Linden Stanley Blue (born 1936) is an American aviation executive. He is the co-owner and vice chairman of General Atomics, the U.S. military contractor that manufactures the Predator drones used by the United States Marine Corps, Air Force, and the Central Intelligence Agency (CIA). He is also the managing director of the aircraft manufacturer Spectrum Aeronautical.

==Early life==
Blue was born in 1936 in Meeker, Colorado. Blue's father was James Elliot Blue, a real-estate developer. Blue's mother was Virginia Neal Blue, the first female treasurer of the state of Colorado. His parents owned Blue and Blue Realtor in Denver, a residential real-estate firm. The family moved from Meeker to Denver when Blue was three, but during his childhood the boy spent part of every summer in Meeker. "Shortly after the end of World War II,” he later recalled, "the city fathers of Meeker decided they needed an airport.

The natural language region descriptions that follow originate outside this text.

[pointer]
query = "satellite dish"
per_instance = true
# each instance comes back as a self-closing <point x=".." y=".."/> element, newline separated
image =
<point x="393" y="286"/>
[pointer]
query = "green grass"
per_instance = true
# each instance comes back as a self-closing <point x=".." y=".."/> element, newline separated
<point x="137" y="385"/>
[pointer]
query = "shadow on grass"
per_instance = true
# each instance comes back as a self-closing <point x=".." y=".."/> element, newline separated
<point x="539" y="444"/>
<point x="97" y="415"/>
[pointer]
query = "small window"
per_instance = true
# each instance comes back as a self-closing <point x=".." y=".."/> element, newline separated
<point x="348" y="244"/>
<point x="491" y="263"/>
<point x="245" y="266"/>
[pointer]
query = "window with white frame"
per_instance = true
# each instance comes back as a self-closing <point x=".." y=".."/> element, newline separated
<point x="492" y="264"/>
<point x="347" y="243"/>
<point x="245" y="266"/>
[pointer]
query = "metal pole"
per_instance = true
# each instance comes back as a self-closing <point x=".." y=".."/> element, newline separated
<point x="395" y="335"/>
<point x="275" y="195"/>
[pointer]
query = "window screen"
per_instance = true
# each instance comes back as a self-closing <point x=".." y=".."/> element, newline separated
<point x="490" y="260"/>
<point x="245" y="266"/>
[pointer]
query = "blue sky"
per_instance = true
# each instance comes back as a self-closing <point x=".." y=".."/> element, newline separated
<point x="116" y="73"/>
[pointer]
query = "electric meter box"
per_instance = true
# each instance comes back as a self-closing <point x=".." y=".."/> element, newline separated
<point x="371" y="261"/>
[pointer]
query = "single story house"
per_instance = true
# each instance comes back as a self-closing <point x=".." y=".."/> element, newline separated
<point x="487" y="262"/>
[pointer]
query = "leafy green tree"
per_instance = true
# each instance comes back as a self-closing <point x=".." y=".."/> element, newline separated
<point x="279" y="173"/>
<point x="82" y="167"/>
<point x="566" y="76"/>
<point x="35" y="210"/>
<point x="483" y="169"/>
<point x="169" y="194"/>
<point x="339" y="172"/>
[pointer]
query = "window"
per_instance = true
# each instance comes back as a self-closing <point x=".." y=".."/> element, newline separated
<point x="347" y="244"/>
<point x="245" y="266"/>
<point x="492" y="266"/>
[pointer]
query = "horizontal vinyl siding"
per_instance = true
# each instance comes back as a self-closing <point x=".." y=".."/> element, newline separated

My grandfather was a member of the Lions Club; they took on the project of clearing a mesa right outside of the city for the first airport in Meeker". This project, which took place "when he was about 8", sparked his lifelong interest in aviation.

==Education==
Blue and his brother, Neal, who is a year older, graduated from Denver's East High and Yale University, where they were both in the Air Force ROTC.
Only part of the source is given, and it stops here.